Anılan hükümlerin birlikte değerlendirilmesinden, bir işyerinin tesis ve tertiplerinde, çalışma yöntem ve şekillerinde, makine ve cihazlarında işçilerin yaşamı için tehlikeli olan bir hususun bulunması halinde, bu tehlike giderilinceye kadar işyerlerinin iş sağlığı ve güvenliği yönünden denetlenmesinin, işçi sağlık ve iş güvenliği bakımından tehlike gösteren veya ağır ve tehlikeli işlerin yapıldığı ya da mevzuat hükümlerine uyulmamasının alışkanlık haline getirildiği işyerlerinde daha sık aralıklarla yapılması gerektiği; bünyesinde zararlı tozların bulunduğu işyerlerinde çalışan işçilerin sağlığı bakımından bu işyerlerinin özellikle ve öncelikle denetlenmesi gerekirken, bu nitelikteki işyerlerinin etkin bir şekilde denetlenmemesi veya denetlenmesine rağmen yasal yaptırımların uygulanmaması nedeniyle işçilerin zarar görmelerine neden olunmasının Çalışma ve Sosyal Güvenlik Bakanlığı İş Teftiş Kurulu bakımından bir hizmet kusuru sayılacağı sonucuna varılmaktadır.

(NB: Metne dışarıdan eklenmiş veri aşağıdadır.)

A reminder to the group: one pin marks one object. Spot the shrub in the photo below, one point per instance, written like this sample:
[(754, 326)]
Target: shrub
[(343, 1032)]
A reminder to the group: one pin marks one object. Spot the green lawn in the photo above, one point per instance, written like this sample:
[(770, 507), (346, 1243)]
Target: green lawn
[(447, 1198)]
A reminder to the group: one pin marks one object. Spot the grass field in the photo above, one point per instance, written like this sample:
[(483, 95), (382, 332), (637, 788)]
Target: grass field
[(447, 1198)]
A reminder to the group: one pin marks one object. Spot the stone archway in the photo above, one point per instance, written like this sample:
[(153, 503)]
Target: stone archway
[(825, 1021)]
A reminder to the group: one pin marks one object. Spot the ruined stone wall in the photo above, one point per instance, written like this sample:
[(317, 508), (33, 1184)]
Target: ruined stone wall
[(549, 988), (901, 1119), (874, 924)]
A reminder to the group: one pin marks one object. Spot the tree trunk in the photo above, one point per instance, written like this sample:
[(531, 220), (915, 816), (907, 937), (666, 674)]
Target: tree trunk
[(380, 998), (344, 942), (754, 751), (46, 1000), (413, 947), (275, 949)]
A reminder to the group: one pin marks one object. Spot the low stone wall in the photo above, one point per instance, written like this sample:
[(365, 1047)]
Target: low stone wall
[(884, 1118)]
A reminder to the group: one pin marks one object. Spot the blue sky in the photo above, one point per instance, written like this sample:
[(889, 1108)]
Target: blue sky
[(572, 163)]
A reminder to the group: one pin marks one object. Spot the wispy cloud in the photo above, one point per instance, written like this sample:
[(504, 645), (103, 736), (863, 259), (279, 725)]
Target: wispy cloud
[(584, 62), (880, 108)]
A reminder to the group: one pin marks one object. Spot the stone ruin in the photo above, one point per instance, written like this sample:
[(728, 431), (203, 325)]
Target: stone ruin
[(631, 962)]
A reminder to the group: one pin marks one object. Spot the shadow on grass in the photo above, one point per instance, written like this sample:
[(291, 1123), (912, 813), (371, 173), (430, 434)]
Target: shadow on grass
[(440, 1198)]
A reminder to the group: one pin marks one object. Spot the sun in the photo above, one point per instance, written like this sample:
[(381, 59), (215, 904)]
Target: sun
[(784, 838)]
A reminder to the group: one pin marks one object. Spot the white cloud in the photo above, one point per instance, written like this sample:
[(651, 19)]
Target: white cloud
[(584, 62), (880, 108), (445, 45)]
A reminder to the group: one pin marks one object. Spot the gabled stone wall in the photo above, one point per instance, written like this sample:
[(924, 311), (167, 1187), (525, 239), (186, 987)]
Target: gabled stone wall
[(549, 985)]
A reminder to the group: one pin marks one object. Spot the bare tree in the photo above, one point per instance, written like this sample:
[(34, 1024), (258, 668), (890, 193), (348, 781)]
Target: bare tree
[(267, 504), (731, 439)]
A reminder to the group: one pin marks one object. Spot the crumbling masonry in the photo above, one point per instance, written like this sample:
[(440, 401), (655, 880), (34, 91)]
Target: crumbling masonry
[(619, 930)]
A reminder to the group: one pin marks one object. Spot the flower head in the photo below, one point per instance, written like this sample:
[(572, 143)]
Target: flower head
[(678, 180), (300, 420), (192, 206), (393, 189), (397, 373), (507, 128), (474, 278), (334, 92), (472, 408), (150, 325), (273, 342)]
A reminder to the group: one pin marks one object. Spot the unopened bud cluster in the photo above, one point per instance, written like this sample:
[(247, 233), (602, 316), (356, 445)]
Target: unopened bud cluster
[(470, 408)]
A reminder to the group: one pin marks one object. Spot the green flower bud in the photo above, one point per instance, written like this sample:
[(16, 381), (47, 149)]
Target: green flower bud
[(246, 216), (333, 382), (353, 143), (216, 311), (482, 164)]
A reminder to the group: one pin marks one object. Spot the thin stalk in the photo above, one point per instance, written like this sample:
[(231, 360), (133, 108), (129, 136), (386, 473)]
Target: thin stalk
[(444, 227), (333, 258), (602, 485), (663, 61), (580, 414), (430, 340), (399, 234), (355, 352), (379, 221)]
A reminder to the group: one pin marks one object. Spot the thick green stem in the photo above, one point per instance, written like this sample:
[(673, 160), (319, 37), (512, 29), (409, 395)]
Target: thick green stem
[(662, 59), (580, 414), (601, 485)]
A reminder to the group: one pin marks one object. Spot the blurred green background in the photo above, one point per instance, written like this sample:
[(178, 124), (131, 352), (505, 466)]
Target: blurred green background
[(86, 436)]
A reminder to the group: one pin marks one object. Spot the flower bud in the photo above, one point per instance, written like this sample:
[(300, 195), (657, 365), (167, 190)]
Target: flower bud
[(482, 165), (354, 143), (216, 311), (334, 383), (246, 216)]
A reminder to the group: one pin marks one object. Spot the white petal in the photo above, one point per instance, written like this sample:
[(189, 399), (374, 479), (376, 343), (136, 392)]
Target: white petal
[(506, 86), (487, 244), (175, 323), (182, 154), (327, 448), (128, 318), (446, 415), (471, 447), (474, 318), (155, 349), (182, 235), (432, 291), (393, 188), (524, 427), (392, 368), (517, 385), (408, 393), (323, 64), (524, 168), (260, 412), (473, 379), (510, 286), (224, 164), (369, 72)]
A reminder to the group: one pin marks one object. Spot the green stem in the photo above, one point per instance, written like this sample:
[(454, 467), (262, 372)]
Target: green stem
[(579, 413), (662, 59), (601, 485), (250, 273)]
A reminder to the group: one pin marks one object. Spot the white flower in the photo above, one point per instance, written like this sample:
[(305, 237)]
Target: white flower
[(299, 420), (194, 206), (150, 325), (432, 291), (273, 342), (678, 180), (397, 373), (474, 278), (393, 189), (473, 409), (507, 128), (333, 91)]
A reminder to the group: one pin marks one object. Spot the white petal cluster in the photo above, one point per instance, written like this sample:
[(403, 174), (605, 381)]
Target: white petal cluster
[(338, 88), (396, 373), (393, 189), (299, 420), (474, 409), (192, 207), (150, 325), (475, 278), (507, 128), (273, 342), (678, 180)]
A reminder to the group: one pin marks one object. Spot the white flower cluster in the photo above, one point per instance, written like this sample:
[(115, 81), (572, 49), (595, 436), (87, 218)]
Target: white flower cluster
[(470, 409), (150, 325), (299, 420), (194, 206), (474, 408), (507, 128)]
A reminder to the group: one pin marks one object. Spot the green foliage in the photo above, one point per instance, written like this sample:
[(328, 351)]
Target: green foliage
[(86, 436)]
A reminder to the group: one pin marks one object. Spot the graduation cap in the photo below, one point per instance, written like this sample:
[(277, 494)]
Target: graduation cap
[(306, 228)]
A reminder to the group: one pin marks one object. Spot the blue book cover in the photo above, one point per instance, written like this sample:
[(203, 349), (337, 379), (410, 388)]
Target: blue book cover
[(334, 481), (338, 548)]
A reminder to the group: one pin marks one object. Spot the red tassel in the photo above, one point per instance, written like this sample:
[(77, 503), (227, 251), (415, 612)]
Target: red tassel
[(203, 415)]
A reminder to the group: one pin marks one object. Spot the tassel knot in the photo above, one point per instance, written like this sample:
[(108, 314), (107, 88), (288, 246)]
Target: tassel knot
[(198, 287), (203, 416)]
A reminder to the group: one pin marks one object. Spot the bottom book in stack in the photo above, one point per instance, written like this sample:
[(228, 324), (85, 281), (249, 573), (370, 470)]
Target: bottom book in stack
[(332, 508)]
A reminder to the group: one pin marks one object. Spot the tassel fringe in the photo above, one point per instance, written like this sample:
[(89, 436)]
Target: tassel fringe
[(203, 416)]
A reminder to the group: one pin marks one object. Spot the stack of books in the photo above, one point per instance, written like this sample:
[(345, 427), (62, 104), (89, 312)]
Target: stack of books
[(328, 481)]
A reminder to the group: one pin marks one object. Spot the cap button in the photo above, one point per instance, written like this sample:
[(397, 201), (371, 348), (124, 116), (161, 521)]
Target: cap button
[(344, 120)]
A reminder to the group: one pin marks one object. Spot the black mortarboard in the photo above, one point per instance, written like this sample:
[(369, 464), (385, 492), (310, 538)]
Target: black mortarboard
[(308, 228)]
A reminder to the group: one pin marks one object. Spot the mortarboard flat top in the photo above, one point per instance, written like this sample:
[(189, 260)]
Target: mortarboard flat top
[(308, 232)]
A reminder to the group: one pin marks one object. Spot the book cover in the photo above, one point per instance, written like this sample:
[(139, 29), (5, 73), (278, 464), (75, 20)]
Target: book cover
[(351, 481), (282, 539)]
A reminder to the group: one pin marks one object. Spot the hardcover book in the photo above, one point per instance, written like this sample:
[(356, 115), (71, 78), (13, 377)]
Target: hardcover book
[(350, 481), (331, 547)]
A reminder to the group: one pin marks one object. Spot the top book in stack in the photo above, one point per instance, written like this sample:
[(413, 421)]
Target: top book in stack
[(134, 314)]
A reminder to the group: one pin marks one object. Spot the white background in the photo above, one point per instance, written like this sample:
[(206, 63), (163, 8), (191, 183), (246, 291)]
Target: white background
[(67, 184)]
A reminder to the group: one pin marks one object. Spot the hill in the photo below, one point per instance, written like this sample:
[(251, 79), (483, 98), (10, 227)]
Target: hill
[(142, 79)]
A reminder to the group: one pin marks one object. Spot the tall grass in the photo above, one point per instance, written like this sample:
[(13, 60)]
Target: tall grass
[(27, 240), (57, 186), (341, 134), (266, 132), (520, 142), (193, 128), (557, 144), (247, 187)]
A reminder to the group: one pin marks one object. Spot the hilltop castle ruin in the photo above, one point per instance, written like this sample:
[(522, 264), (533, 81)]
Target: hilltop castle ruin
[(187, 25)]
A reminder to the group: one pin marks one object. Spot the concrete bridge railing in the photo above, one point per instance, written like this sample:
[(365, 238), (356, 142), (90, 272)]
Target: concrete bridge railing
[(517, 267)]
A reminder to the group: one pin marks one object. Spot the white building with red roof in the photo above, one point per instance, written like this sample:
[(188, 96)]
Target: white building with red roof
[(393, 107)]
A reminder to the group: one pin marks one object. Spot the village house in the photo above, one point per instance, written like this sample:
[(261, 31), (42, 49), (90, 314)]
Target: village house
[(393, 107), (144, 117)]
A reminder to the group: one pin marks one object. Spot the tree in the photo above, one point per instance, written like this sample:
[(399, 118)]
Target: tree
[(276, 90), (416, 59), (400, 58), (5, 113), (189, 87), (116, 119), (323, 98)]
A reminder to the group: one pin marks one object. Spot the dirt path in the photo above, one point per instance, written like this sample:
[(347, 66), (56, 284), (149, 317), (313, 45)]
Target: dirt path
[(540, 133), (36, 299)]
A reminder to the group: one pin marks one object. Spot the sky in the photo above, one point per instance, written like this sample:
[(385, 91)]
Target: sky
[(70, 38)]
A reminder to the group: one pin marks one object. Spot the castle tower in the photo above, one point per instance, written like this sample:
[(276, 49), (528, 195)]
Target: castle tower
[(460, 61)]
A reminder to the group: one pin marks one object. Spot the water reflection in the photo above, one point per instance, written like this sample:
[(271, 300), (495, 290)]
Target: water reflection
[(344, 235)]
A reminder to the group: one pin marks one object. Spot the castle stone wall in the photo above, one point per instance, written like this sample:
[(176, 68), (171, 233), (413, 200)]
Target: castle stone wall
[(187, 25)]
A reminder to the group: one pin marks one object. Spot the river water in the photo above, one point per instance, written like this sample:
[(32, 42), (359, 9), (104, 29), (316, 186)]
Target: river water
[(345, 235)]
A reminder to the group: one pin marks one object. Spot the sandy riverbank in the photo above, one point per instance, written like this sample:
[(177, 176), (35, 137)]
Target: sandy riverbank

İş Teftiş Tüzüğü ve Çalışma ve Sosyal Güvenlik Bakanlığı İş Teftiş Kurulu Yönetmeliği uyarınca teftiş programını hazırlayarak Başkanlığa göndermek ve Bakanca onaylanan programların uygulanmasını sağlamakla görevli bulunan İş Teftiş Kurulu …Grup Başkanı …’nın; tekstil sektöründe kotların beyazlatılması ve eskitilmiş görünümünün verilmesi için yüksek oranda silisyum içeren kumun kuru hava kompresörleriyle kotların yüzeylerine püskürtülerek aşındırılması işlemi olarak ifade edilen kumla kot yıkama (kum rodeo) işini yapan şikayetçi …’nın çalıştığı … Tekstil Kumlama Yıkama Tekstil Kumlama Ltd.Şti., …Tekstil Boya Apre Yıkama ve Petrol Ürünleri Sanayi ve Ticaret Ltd.Şti ve …’ya ait işyerlerini işçi sağlığı ve iş güvenliği yönünden denetim kapsamına almamak veya etkin bir şekilde denetlettirmemek suretiyle adı geçenin silikozis hastalığına yakalanmasına neden olduğu, bu nedenle …’ya isnat edilen eylemin, hakkında soruşturma yapılmasını gerektirecek nitelikte bulunduğu anlaşıldığından, itirazın kabulüyle Çalışma ve Sosyal Güvenlik Bakanının … tarih ve … sayılı soruşturma izni verilmemesine ilişkin kararının kaldırılmasına, dosyanın … Cumhuriyet Başsavcılığına, kararın birer örneğinin Çalışma ve Sosyal Güvenlik Bakanlığı ile itiraz eden vekiline gönderilmesine 27.10.2010 tarihinde oyçokluğuyla karar verildi.

(X) K A R Ş I O Y :

Anayasanın 65 inci maddesinde, devletin, sosyal ve ekonomik alanlarda Anayasa ile belirlenen görevlerini, bu görevlerin amaçlarına uygun öncelikleri gözeterek mali kaynaklarının yeterliliği ölçüsünde yerine getireceği; 5521 sayılı İş Mahkemeleri Kanununun 1 inci maddesinde, iş Kanununa göre işçi sayılan kimselerle işveren veya işveren vekilleri arasında iş akdinden veya İş Kanununa dayanan her türlü hak iddialarından doğan hukuk uyuşmazlıklarının çözülmesi ile görevli olarak lüzum görülen yerlerde iş mahkemeleri kurulduğu; 4857 sayılı İş Kanununun 77 nci maddesinde, işverenlerin işyerlerinde iş sağlığı ve güvenliğinin sağlanması için gerekli her türlü önlemi almak, araç ve gereçleri noksansız bulundurmak, işçilerin de iş sağlığı ve güvenliği konusunda alınan her türlü önleme uymakla yükümlü oldukları, Çalışma ve Sosyal Güvenlik Bakanlığı İş Teftiş Kurulu Yönetmeliğinin 11 inci maddesinde ise, iş teftiş grup başkanlarının görevinin teftiş programını hazırlayarak Başkanlığa göndermek ve Bakanca onaylanan programların uygulanmasını sağlamaktan ibaret olduğu hükme bağlanmıştır.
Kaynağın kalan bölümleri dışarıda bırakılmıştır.